Mieszkanka Kobyłki wracając późno do domu, już po godzinie dwudziestej trzeciej,zaobserwowała dziwną sytuację. Dwoje dorosłych ludzi w otoczeniu trójki dzieci zaczęło się głośno kłócić na ulicy. Po chwili kobieta zabrała dwójkę młodszych pociech i odeszła, zostawiając mężczyznę z około sześcioletnim chłopcem na ulicy. Chwilę później już było wiadomo, że mężczyzna jest pod wpływem alkoholu. Pomimo pomocy dziecka, dorosły potykał się, upadał, kilkakrotnie był zwlekany z drogi przez chłopca, żeby uniknąć uderzenia samochodu. Mieszkanka Kobyłki zmartwiona tą sytuacją pomogła chłopcu i odwiozła ich swoim samochodem do miejsca zamieszkania. Po chwili zastanowienia postanowiła jednak wezwać policję, by upewnić się, że dzieci są bezpieczne.

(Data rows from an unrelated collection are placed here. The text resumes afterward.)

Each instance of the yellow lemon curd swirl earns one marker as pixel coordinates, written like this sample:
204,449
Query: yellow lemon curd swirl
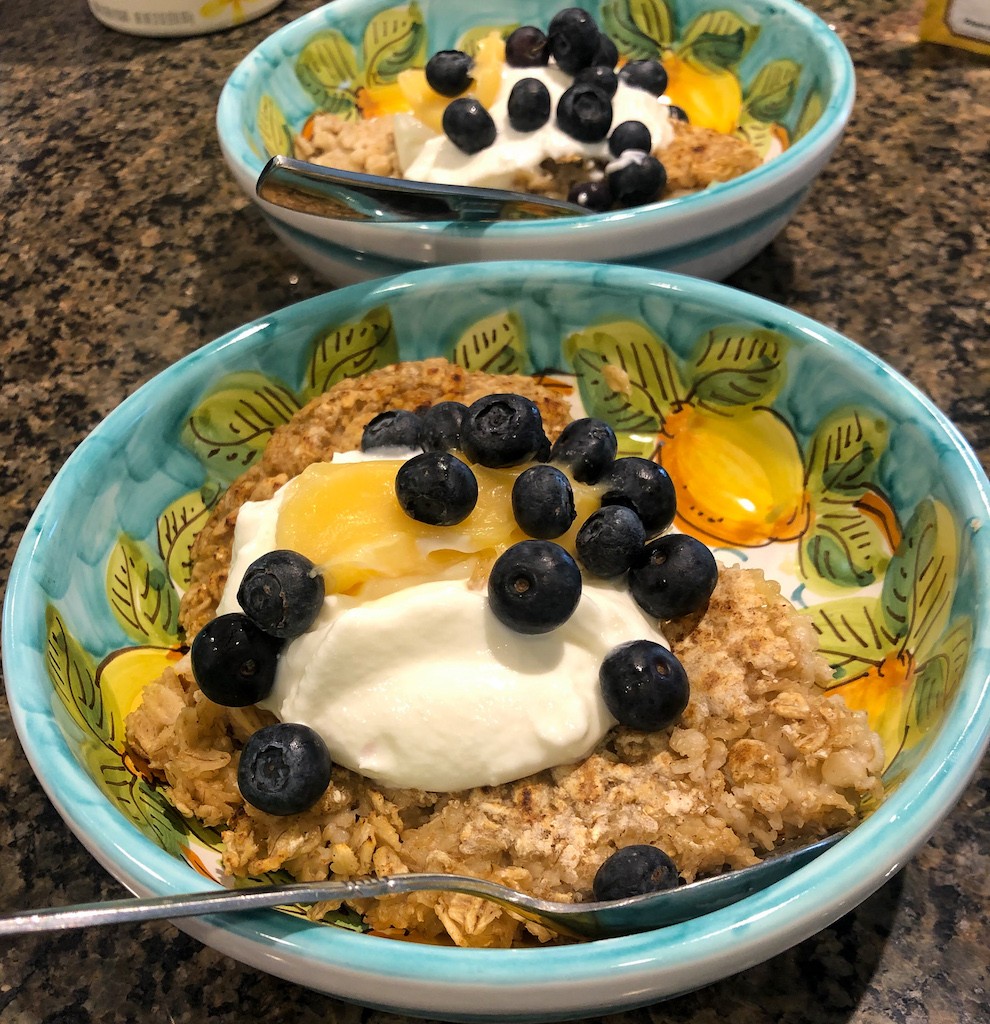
346,519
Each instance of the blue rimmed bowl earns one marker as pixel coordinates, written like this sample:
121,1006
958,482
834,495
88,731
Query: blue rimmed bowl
90,609
798,86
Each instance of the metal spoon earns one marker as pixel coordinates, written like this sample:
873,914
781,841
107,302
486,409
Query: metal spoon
327,192
589,921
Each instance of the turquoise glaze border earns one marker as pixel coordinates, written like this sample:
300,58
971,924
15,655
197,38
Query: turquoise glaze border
53,562
666,259
788,30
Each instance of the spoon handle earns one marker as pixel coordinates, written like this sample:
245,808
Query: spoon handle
328,192
121,911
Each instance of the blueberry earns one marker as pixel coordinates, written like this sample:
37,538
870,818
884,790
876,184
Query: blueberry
468,125
608,541
587,448
635,870
630,135
394,428
528,104
600,76
436,488
643,685
638,178
448,72
534,586
441,426
594,196
543,502
673,577
527,47
502,430
282,593
234,662
585,113
573,39
284,769
648,75
643,486
607,53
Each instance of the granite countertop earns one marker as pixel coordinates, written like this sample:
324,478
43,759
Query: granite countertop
125,245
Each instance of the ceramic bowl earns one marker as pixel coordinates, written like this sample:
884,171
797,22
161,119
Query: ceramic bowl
880,544
798,86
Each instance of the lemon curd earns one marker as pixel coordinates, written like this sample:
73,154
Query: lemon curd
407,676
344,516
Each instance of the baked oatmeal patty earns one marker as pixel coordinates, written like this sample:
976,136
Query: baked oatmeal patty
695,159
762,754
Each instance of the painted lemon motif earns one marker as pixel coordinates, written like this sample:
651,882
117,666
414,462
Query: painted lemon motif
124,675
885,692
712,97
739,476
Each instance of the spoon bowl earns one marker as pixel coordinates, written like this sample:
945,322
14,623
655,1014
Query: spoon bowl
579,921
327,192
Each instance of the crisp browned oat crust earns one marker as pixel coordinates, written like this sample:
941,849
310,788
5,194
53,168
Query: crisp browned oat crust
761,754
696,158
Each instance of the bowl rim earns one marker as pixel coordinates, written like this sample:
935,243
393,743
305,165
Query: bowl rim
811,147
431,978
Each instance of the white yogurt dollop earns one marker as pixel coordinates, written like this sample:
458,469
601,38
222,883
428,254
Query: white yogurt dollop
425,688
426,157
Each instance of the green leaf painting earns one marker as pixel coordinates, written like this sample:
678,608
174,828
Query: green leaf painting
394,40
633,360
718,38
177,527
737,366
845,453
772,90
232,424
73,674
640,29
350,349
327,69
898,656
141,596
272,128
495,344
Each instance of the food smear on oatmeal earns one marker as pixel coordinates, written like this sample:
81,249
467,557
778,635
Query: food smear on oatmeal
555,114
421,687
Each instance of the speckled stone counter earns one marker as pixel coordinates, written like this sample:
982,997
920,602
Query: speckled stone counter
125,245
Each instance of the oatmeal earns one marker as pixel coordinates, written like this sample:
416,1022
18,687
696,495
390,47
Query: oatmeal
759,756
550,115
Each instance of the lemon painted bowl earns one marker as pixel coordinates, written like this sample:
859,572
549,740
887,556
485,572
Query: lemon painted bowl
782,74
820,464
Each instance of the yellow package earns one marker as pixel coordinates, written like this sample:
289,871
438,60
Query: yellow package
957,23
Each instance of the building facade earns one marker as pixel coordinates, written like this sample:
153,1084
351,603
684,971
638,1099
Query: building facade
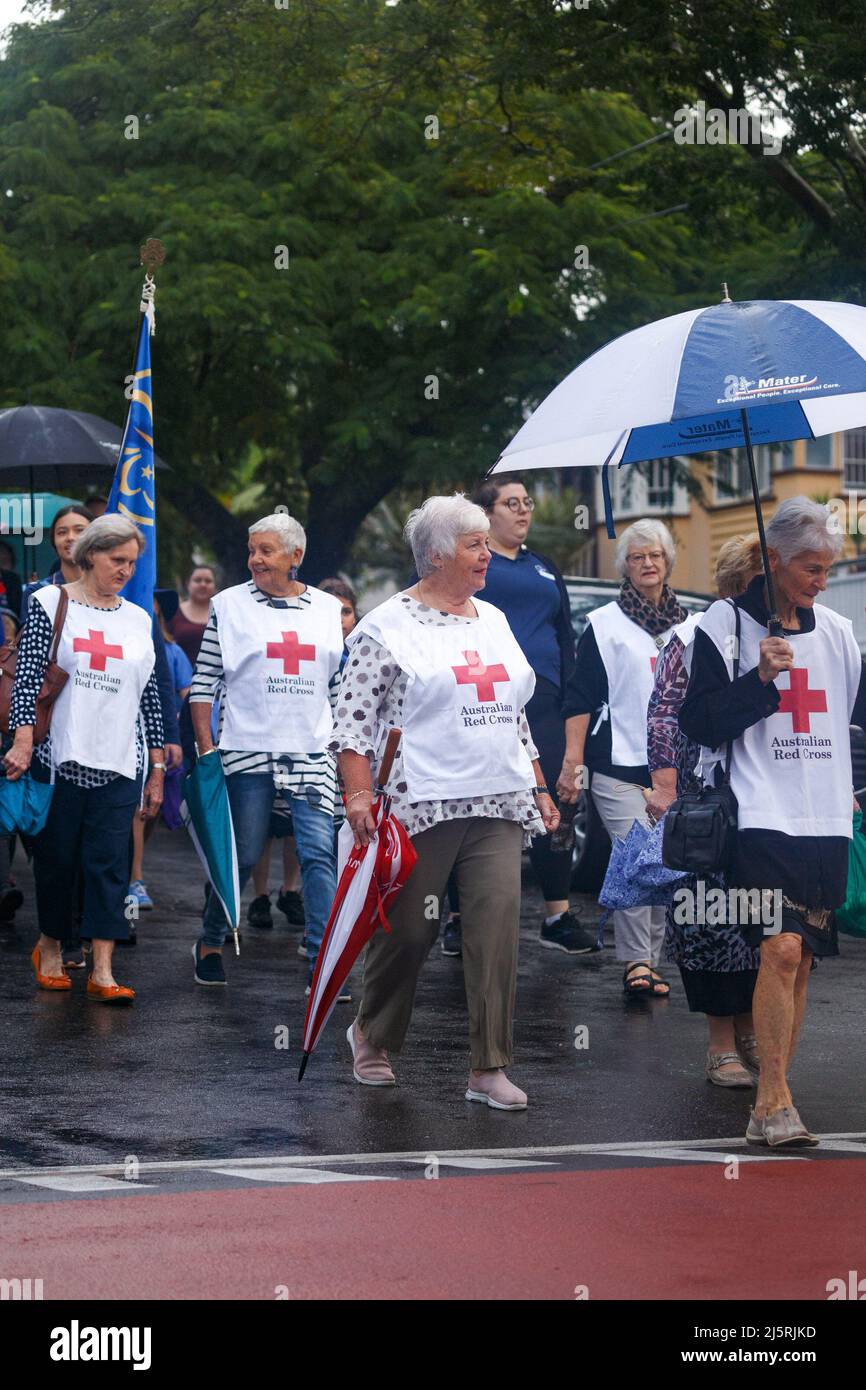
833,466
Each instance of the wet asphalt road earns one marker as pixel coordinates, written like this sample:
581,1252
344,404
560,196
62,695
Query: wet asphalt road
192,1073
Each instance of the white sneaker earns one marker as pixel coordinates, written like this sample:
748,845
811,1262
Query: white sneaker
495,1090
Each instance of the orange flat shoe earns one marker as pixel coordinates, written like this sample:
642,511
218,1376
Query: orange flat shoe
109,993
49,982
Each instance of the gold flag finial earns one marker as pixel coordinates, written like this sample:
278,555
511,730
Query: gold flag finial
152,255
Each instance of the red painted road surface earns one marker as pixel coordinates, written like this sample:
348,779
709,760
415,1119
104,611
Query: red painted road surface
630,1233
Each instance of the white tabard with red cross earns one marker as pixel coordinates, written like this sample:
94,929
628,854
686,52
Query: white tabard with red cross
467,684
109,655
277,665
628,655
791,772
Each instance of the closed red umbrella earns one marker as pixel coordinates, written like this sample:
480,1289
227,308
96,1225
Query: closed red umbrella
370,879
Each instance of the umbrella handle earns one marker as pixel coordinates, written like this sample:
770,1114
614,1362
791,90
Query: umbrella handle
391,751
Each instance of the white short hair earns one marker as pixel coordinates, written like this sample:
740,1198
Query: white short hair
647,531
434,528
106,533
801,524
288,528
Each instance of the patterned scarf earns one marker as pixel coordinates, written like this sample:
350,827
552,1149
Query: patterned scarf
654,620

Policjanci zastali ogólny bałagan w mieszkaniu. Była tam trzydziestoczteroletnia kobieta, której podczas badania alkomat wykazał ponad dwa promile alkoholu. Poza nią był tam również zachowujący się agresywnie mężczyzna i trójka dzieci w wieku: dwunastu, sześciu lat i dwunastu miesięcy. Pomimo niespokojnego zachowania mężczyzny, policjantom udało się zbadać go alkomatem, który wykazał około dwóch i pół promila. Kobieta zaczęła się mętnie tłumaczyć, że z racji tego, że jest sobota wolno jej pić alkohol na grillu z przyjaciółmi. Odgrażało się również, że zna swoje prawa i nikt jej nie może nic zrobić. Policjanci zatrzymali nieodpowiedzialną parę, którą przewieziono na Izbę Wytrzeźwień i skierowano dzieci pod opiekę najbliższej rodziny, w tym przypadku babci. Sąd rodzinny przyjrzy się temu przypadkowi i postanowi jakie konsekwencje wyciągnie w stosunku do rodziców i co stanie się z dziećmi.

Niefrasobliwy ojciec, który był eskortowany przez syna, usłyszał zarzuty narażenia małoletniego syna na doznanie ciężkiego uszczerbku na zdrowiu i bezpośredniego niebezpieczeństwa utraty życia. Prokuratura zastosowała nad mężczyzną dozór policyjny. Wstępny wymiar kary, który może otrzymać mężczyzna, to od trzech miesięcy do pięciu lat.